Allein in Württemberg und Baden waren nahezu 40 einzelne Anstalten von den Deportationen und ”Euthanasie”-Morden betroffen. Die meisten Einrichtungen, vor allem die badischen und württembergischen, sind heute bekannt; waren es Anfang der neunziger Jahre 35 Anstalten, sind heute bereits 49 bekannt. Um ihre regionale und administrative Einordnung und Vielfalt zu verdeutlichen, werden die verschiedenen Anstalten aufgeführt und die Zahl der Opfern vermerkt. Die Zahlen beziehen sich hierbei , und dies muss ausdrücklich betont werden, auf die Opfer von Grafeneck. Würde man die Opfer aus Württemberg und Baden hinzuzählen, die im Jahr 1941 im hessischen Hadamar bei Limburg ermordet wurden, würden deren Zahl noch höher liegen.

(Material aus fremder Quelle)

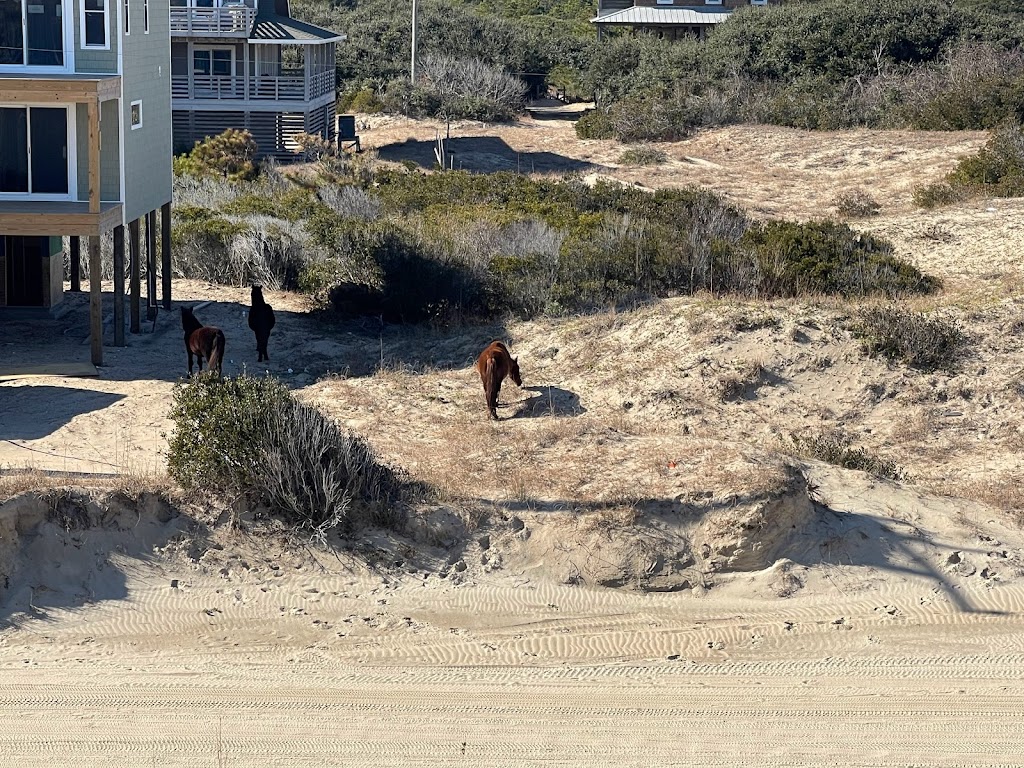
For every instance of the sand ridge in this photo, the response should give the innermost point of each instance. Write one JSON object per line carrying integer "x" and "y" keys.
{"x": 630, "y": 567}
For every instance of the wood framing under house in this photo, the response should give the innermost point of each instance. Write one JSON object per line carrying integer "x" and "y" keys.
{"x": 58, "y": 217}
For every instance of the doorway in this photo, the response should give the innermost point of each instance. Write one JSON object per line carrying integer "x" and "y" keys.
{"x": 23, "y": 259}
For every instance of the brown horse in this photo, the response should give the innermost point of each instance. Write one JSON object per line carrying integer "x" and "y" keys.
{"x": 494, "y": 365}
{"x": 203, "y": 341}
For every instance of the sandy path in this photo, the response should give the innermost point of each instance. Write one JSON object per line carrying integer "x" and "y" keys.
{"x": 819, "y": 713}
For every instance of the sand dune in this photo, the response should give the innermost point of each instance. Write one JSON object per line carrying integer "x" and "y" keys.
{"x": 631, "y": 567}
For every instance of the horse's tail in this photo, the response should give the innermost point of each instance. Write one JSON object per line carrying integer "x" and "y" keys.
{"x": 217, "y": 355}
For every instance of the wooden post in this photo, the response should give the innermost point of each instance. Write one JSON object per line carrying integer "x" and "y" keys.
{"x": 165, "y": 242}
{"x": 119, "y": 286}
{"x": 95, "y": 303}
{"x": 136, "y": 288}
{"x": 94, "y": 156}
{"x": 76, "y": 262}
{"x": 151, "y": 265}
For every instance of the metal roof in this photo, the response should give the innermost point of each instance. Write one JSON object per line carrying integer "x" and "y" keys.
{"x": 640, "y": 14}
{"x": 270, "y": 28}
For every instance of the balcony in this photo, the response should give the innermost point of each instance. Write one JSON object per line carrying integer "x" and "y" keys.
{"x": 297, "y": 88}
{"x": 235, "y": 20}
{"x": 29, "y": 217}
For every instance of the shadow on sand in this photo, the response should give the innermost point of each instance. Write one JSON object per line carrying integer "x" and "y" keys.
{"x": 483, "y": 155}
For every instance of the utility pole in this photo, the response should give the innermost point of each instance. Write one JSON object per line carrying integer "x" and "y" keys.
{"x": 412, "y": 67}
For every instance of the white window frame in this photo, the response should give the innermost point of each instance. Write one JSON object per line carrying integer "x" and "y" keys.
{"x": 72, "y": 194}
{"x": 107, "y": 26}
{"x": 69, "y": 42}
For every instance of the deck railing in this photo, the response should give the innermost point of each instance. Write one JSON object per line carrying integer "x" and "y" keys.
{"x": 232, "y": 20}
{"x": 256, "y": 88}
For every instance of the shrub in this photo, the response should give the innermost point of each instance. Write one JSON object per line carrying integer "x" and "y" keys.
{"x": 651, "y": 120}
{"x": 997, "y": 168}
{"x": 856, "y": 204}
{"x": 638, "y": 156}
{"x": 361, "y": 99}
{"x": 933, "y": 196}
{"x": 230, "y": 155}
{"x": 793, "y": 259}
{"x": 595, "y": 124}
{"x": 250, "y": 436}
{"x": 926, "y": 342}
{"x": 835, "y": 448}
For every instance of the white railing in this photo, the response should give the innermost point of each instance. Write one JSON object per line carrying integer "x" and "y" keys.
{"x": 235, "y": 20}
{"x": 257, "y": 88}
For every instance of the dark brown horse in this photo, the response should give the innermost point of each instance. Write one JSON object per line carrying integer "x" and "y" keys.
{"x": 494, "y": 365}
{"x": 261, "y": 321}
{"x": 203, "y": 341}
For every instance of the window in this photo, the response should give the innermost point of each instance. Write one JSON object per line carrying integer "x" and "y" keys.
{"x": 213, "y": 61}
{"x": 35, "y": 160}
{"x": 95, "y": 13}
{"x": 32, "y": 33}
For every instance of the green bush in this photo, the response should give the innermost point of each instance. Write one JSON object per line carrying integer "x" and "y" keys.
{"x": 836, "y": 448}
{"x": 360, "y": 99}
{"x": 595, "y": 124}
{"x": 934, "y": 196}
{"x": 996, "y": 170}
{"x": 230, "y": 155}
{"x": 856, "y": 204}
{"x": 926, "y": 342}
{"x": 639, "y": 156}
{"x": 825, "y": 257}
{"x": 250, "y": 436}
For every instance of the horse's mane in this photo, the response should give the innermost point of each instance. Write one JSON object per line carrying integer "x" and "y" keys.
{"x": 188, "y": 321}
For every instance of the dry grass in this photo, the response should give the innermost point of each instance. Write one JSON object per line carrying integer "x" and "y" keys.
{"x": 132, "y": 485}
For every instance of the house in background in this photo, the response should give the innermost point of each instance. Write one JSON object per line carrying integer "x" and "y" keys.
{"x": 674, "y": 19}
{"x": 247, "y": 64}
{"x": 85, "y": 147}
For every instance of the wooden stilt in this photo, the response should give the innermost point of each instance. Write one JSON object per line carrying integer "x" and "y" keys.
{"x": 136, "y": 288}
{"x": 75, "y": 246}
{"x": 165, "y": 243}
{"x": 119, "y": 286}
{"x": 151, "y": 265}
{"x": 95, "y": 303}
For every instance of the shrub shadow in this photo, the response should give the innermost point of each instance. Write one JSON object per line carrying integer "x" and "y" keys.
{"x": 482, "y": 155}
{"x": 548, "y": 400}
{"x": 30, "y": 413}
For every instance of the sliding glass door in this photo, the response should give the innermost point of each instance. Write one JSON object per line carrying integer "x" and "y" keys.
{"x": 35, "y": 157}
{"x": 32, "y": 33}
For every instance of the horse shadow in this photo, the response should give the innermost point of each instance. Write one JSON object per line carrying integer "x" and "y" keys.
{"x": 548, "y": 400}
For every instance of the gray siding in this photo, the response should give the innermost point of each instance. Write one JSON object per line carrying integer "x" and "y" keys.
{"x": 110, "y": 155}
{"x": 146, "y": 76}
{"x": 90, "y": 59}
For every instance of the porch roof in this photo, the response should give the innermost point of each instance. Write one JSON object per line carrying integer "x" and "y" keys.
{"x": 647, "y": 15}
{"x": 19, "y": 87}
{"x": 272, "y": 29}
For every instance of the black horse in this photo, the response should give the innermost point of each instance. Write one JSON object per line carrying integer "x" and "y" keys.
{"x": 261, "y": 322}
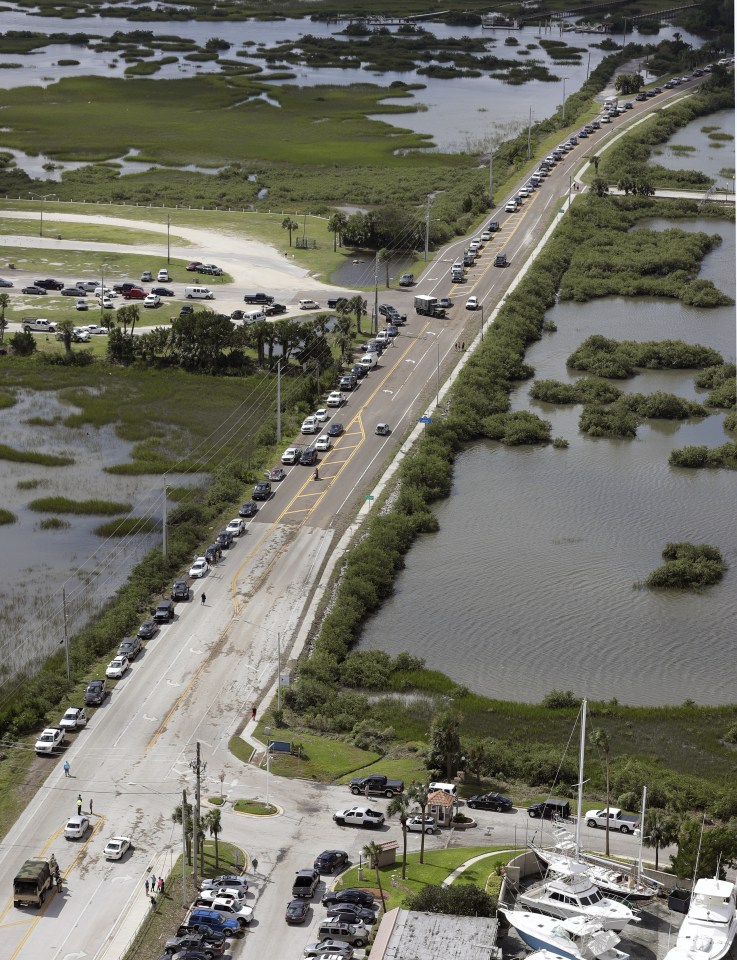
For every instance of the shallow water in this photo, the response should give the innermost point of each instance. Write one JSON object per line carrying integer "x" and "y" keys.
{"x": 530, "y": 584}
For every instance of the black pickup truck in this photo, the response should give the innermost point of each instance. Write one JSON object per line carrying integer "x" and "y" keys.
{"x": 258, "y": 298}
{"x": 376, "y": 784}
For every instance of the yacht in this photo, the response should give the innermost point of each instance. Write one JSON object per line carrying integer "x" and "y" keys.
{"x": 568, "y": 891}
{"x": 573, "y": 939}
{"x": 710, "y": 925}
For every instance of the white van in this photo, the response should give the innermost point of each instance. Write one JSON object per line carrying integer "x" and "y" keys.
{"x": 449, "y": 788}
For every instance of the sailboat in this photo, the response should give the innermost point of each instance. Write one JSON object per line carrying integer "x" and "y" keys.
{"x": 709, "y": 928}
{"x": 568, "y": 889}
{"x": 574, "y": 939}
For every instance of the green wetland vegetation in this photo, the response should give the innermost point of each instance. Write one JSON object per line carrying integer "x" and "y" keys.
{"x": 688, "y": 566}
{"x": 507, "y": 744}
{"x": 82, "y": 507}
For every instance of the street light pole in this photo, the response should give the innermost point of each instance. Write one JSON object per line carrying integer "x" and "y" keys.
{"x": 42, "y": 198}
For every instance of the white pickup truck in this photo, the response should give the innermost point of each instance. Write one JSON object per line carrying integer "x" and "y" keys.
{"x": 359, "y": 817}
{"x": 623, "y": 822}
{"x": 38, "y": 326}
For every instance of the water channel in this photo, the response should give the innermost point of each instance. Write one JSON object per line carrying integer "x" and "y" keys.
{"x": 529, "y": 584}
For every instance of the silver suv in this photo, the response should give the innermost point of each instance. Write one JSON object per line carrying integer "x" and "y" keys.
{"x": 354, "y": 933}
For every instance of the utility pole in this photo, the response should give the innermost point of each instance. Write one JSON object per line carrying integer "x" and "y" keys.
{"x": 185, "y": 901}
{"x": 66, "y": 629}
{"x": 427, "y": 225}
{"x": 198, "y": 768}
{"x": 164, "y": 546}
{"x": 376, "y": 294}
{"x": 278, "y": 666}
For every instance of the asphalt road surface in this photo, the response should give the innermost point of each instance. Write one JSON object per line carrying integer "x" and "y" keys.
{"x": 197, "y": 680}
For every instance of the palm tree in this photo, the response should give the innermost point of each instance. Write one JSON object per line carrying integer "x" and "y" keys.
{"x": 372, "y": 851}
{"x": 176, "y": 816}
{"x": 418, "y": 794}
{"x": 336, "y": 225}
{"x": 659, "y": 830}
{"x": 290, "y": 225}
{"x": 357, "y": 306}
{"x": 601, "y": 740}
{"x": 213, "y": 821}
{"x": 66, "y": 329}
{"x": 399, "y": 805}
{"x": 4, "y": 302}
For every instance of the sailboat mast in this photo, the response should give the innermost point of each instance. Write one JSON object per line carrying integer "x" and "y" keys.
{"x": 642, "y": 831}
{"x": 579, "y": 812}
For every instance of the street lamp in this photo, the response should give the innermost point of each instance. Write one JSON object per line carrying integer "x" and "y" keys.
{"x": 267, "y": 731}
{"x": 42, "y": 198}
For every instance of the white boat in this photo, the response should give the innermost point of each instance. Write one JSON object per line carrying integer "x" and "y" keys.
{"x": 709, "y": 928}
{"x": 612, "y": 879}
{"x": 573, "y": 939}
{"x": 568, "y": 891}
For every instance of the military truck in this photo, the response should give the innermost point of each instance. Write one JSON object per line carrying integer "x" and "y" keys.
{"x": 34, "y": 879}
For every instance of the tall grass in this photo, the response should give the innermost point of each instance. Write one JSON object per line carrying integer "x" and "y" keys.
{"x": 65, "y": 505}
{"x": 27, "y": 456}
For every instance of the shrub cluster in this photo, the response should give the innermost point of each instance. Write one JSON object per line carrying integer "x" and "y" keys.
{"x": 724, "y": 456}
{"x": 618, "y": 358}
{"x": 688, "y": 566}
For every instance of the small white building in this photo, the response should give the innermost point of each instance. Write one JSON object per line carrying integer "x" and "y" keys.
{"x": 409, "y": 935}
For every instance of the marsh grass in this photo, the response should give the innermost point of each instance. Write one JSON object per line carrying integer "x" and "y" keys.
{"x": 91, "y": 507}
{"x": 99, "y": 233}
{"x": 127, "y": 527}
{"x": 27, "y": 456}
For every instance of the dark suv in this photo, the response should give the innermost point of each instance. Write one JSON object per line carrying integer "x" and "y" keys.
{"x": 213, "y": 553}
{"x": 180, "y": 590}
{"x": 130, "y": 648}
{"x": 262, "y": 490}
{"x": 95, "y": 693}
{"x": 164, "y": 612}
{"x": 549, "y": 809}
{"x": 331, "y": 860}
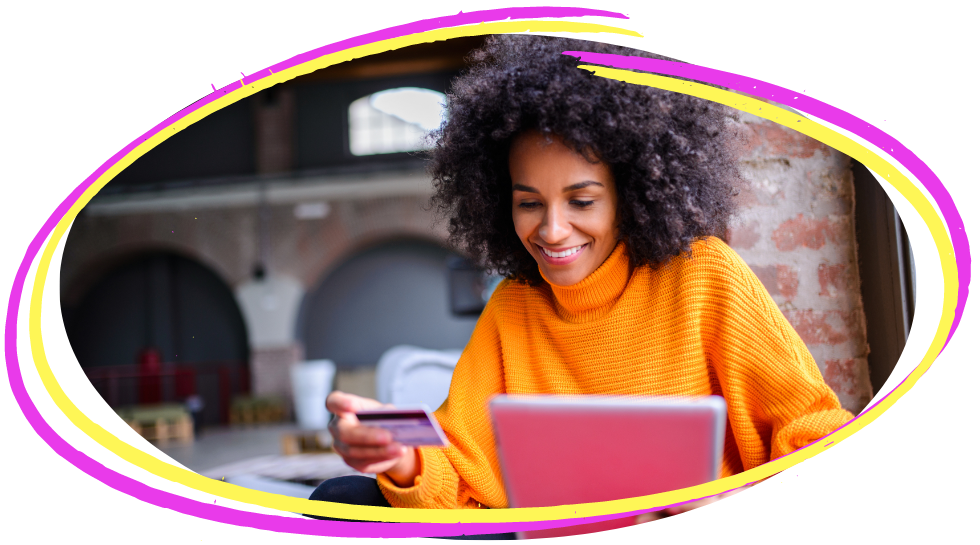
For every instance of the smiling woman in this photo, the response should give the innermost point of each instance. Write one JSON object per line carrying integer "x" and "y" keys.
{"x": 564, "y": 208}
{"x": 600, "y": 201}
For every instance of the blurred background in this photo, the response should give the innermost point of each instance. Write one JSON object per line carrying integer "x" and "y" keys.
{"x": 222, "y": 285}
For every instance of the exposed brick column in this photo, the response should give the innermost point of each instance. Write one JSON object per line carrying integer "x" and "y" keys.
{"x": 796, "y": 231}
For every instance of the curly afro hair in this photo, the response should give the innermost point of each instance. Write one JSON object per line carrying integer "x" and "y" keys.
{"x": 670, "y": 155}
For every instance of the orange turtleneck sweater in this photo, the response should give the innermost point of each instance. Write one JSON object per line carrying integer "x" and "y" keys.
{"x": 697, "y": 325}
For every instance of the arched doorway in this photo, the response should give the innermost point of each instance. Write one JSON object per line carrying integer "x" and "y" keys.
{"x": 160, "y": 327}
{"x": 393, "y": 293}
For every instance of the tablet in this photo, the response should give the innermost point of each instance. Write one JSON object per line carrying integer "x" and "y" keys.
{"x": 558, "y": 450}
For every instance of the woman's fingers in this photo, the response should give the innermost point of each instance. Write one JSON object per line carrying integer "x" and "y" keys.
{"x": 341, "y": 402}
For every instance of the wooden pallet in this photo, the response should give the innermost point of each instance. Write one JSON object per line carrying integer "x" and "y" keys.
{"x": 159, "y": 423}
{"x": 257, "y": 410}
{"x": 311, "y": 442}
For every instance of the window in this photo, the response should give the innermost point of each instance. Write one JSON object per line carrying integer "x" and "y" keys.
{"x": 394, "y": 120}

Betont werden soll ebenfalls, dass alle Zahlen nur als vorläufig anzusehen sind und trotz der scheinbaren Präzision Unschärfen aufweisen können. Sie sind deshalb nur als Annäherungswerte aufzufassen. Sie stützen sich hauptsächlich auf das statistische Material des 1949 vor dem Schwurgericht Tübingen verhandelten Grafeneck-Prozesses, die Wochenberichte württembergischer Anstalten an das Innenministerium in Stuttgart sowie die Jahresberichte der einzelnen Anstalten.